查询算子计算线程都带了一个线程上下文数据结构——ThreadStatus。

```cpp
extern thread_local ThreadStatus * current_thread;

class ThreadStatus : public boost::noncopyable
{
public:
    /// Linux's PID (or TGID) (the same id is shown by ps util)
    const UInt64 thread_id = 0;

    MemoryTracker memory_tracker{VariableContext::Thread};

    /// Small amount of untracked memory (per thread atomic-less counter)
    Int64 untracked_memory = 0;
    /// Each thread could new/delete memory in range of (-untracked_memory_limit, untracked_memory_limit) without access to common counters.
    Int64 untracked_memory_limit = 4 * 1024 * 1024;

protected:
    ThreadGroupStatusPtr thread_group;
……
```

其中，

- memory\_tracker：负责内存统计与限制。
- thread\_group：该ThreadStatus所属的线程组，通常一个查询的多个计算线程成为一个线程组，对应“Process”层级。

## untracked_memory

为了避免小数据量alloc和free频繁进行统计影响性能（主要是防止上级MemoryTracker锁争抢），ThreadStatus类设置成员变量untracked\_memory和untracked\_memory\_limit，目的是，当前线程先进行计数，当计数值达到untracked\_memory\_limit限制（默认4MB），才会将统计值更新到MemoryTracker。

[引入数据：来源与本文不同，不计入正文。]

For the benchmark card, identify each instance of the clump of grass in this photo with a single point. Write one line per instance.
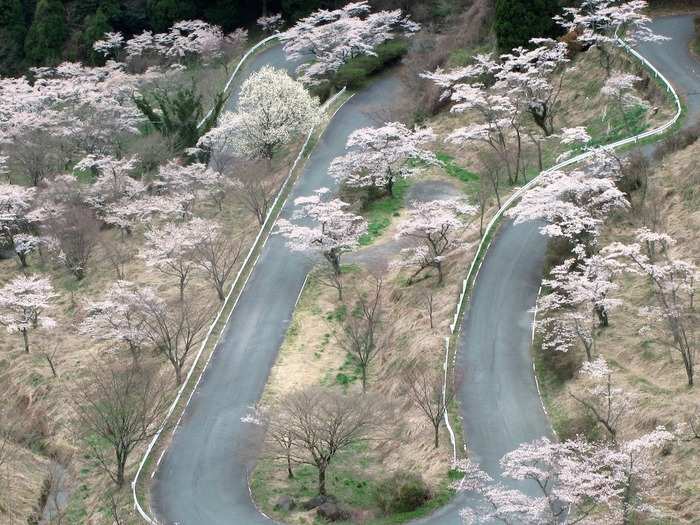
(380, 212)
(455, 170)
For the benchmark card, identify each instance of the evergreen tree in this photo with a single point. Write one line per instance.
(517, 21)
(95, 27)
(12, 33)
(47, 33)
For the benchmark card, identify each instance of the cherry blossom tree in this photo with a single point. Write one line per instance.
(598, 22)
(536, 75)
(118, 316)
(72, 236)
(271, 24)
(170, 249)
(334, 37)
(23, 303)
(377, 157)
(126, 213)
(334, 230)
(273, 109)
(189, 181)
(15, 202)
(573, 205)
(578, 303)
(578, 482)
(673, 282)
(619, 87)
(432, 225)
(25, 243)
(174, 330)
(499, 106)
(113, 182)
(607, 403)
(216, 253)
(185, 42)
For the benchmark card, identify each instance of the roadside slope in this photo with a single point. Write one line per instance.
(203, 475)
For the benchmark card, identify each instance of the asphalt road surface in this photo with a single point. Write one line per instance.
(202, 478)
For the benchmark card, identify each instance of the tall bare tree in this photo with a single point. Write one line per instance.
(424, 386)
(73, 236)
(323, 423)
(175, 329)
(365, 334)
(216, 254)
(121, 407)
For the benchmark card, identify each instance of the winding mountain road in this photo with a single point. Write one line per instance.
(202, 477)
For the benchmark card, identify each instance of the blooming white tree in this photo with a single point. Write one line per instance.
(273, 109)
(619, 87)
(271, 24)
(432, 226)
(673, 282)
(573, 205)
(536, 77)
(334, 37)
(114, 180)
(599, 22)
(189, 181)
(578, 303)
(334, 230)
(23, 303)
(578, 482)
(499, 110)
(185, 41)
(118, 316)
(25, 243)
(377, 157)
(15, 202)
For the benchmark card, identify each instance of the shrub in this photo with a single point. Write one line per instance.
(402, 492)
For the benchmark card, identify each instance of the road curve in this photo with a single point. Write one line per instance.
(499, 401)
(202, 477)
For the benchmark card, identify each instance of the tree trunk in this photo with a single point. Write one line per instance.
(290, 474)
(322, 481)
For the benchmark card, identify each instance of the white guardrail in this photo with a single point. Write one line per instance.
(486, 237)
(259, 242)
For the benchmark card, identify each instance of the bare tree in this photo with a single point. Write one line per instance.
(118, 254)
(73, 236)
(424, 387)
(364, 335)
(174, 329)
(323, 423)
(491, 171)
(217, 254)
(122, 407)
(430, 304)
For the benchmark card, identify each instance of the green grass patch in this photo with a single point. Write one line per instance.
(455, 170)
(380, 212)
(616, 127)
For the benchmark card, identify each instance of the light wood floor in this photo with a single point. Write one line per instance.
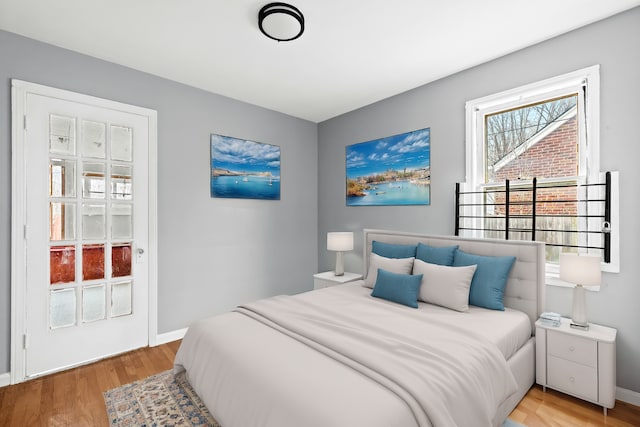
(74, 397)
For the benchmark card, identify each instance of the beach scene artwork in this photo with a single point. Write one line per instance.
(390, 171)
(242, 169)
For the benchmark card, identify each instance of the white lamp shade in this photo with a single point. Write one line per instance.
(340, 241)
(580, 269)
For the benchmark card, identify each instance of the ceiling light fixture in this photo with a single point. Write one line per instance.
(281, 22)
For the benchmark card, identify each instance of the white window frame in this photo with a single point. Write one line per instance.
(587, 81)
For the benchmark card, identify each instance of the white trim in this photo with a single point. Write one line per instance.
(19, 91)
(170, 336)
(530, 93)
(5, 379)
(628, 396)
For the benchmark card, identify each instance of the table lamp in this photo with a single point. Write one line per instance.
(582, 270)
(339, 241)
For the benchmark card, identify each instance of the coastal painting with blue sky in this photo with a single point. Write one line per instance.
(244, 169)
(390, 171)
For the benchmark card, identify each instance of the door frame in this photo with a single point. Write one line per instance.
(19, 231)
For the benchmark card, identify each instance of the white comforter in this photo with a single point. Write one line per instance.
(330, 358)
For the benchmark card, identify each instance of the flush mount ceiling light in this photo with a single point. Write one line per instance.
(281, 22)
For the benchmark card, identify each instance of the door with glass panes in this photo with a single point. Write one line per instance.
(87, 207)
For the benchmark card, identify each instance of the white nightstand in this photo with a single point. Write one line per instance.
(576, 362)
(329, 278)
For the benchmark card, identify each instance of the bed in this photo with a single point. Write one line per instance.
(341, 357)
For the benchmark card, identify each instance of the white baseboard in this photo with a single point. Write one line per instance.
(170, 336)
(5, 379)
(628, 396)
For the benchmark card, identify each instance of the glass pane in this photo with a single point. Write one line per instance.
(121, 299)
(62, 221)
(62, 264)
(92, 262)
(62, 135)
(121, 139)
(536, 140)
(93, 221)
(93, 180)
(93, 303)
(93, 139)
(62, 308)
(121, 260)
(121, 182)
(62, 178)
(121, 221)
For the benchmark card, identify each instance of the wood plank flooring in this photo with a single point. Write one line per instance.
(74, 397)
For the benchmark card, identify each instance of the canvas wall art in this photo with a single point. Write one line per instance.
(244, 169)
(390, 171)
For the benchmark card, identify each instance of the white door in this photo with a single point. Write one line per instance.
(86, 238)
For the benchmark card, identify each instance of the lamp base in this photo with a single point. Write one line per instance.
(339, 264)
(579, 312)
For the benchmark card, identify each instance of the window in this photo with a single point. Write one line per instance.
(543, 135)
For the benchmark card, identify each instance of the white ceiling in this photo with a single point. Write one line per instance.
(352, 53)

因此，当我们通过MemoryTracker::get()方法获得的内存统计值时，（每个线程）会有4MB的误差。

代码片段如下：

```cpp
namespace CurrentMemoryTracker
{
    using DB::current_thread;

    void alloc(Int64 size)
    {
        if (auto * memory_tracker = DB::CurrentThread::getMemoryTracker())
        {
            current_thread->untracked_memory += size;
            if (current_thread->untracked_memory > current_thread->untracked_memory_limit)
            {
                /// Zero untracked before track. If tracker throws out-of-limit we would be able to alloc up to untracked_memory_limit bytes
                /// more. It could be useful to enlarge Exception message in rethrow logic.
                Int64 tmp = current_thread->untracked_memory;
                current_thread->untracked_memory = 0;
                memory_tracker->alloc(tmp);
            }
        }
    }

    void free(Int64 size)
    {
        if (auto * memory_tracker = DB::CurrentThread::getMemoryTracker())
        {
            current_thread->untracked_memory -= size;
            if (current_thread->untracked_memory < -current_thread->untracked_memory_limit)
            {
                memory_tracker->free(-current_thread->untracked_memory);
                current_thread->untracked_memory = 0;
            }
        }
    }
}
```

# 三、算子内存统计

从内存统计结构看，MemoryTracker没有统计单个算子内存，以聚集算子（Aggregator）为例：

```cpp
bool Aggregator::executeOnBlock(Columns columns, UInt64 num_rows, AggregatedDataVariants & result,
    ColumnRawPtrs & key_columns, AggregateColumns & aggregate_columns, bool & no_more_keys)
{
  ……
    size_t result_size = result.sizeWithoutOverflowRow();
    Int64 current_memory_usage = 0;
    if (auto * memory_tracker_child = CurrentThread::getMemoryTracker())  // 当前线程的MemoryTracker
        if (auto * memory_tracker = memory_tracker_child->getParent())  // 父是Process级MemoryTracker
            current_memory_usage = memory_tracker->get();

    /// Here all the results in the sum are taken into account, from different threads.
    auto result_size_bytes = current_memory_usage - memory_usage_before_aggregation;
```

可见，这里的current\_memory\_usage是当前查询的内存MemoryTracker。

通过，一个测试用例，也可证明。

用例数据为TPC-H 1s数据库，SQL及其查询计划如下：

```sql
EXPLAIN SELECT MAX(cnt) FROM (SELECT count(*) as cnt FROM LINEITEM group by L_ORDERKEY);
┌─explain───────────────────────────────────────────────┐
│ Expression (Projection)                               │
│   Expression (Before ORDER BY and SELECT)             │
│     Aggregating                                       │
│       Expression (Before GROUP BY)                    │
│         Expression (Projection)                       │
│           Expression (Before ORDER BY and SELECT)     │
│             Aggregating                               │
│               Expression (Before GROUP BY)            │
│                 ReadFromStorage (Read from MergeTree) │
└───────────────────────────────────────────────────────┘
```

该查询有两层聚集计算，内层聚集结果为1500000行，而外层的聚集结果为1行。

通过gdb调试clickhouse-server进程，可以知道，内层聚集current\_memory\_usage大小约76MB，而外层聚集current\_memory\_usage大小也约为76MB。实际上外层聚集算子需要内存极少。可见，这里的内存统计不是算子级的。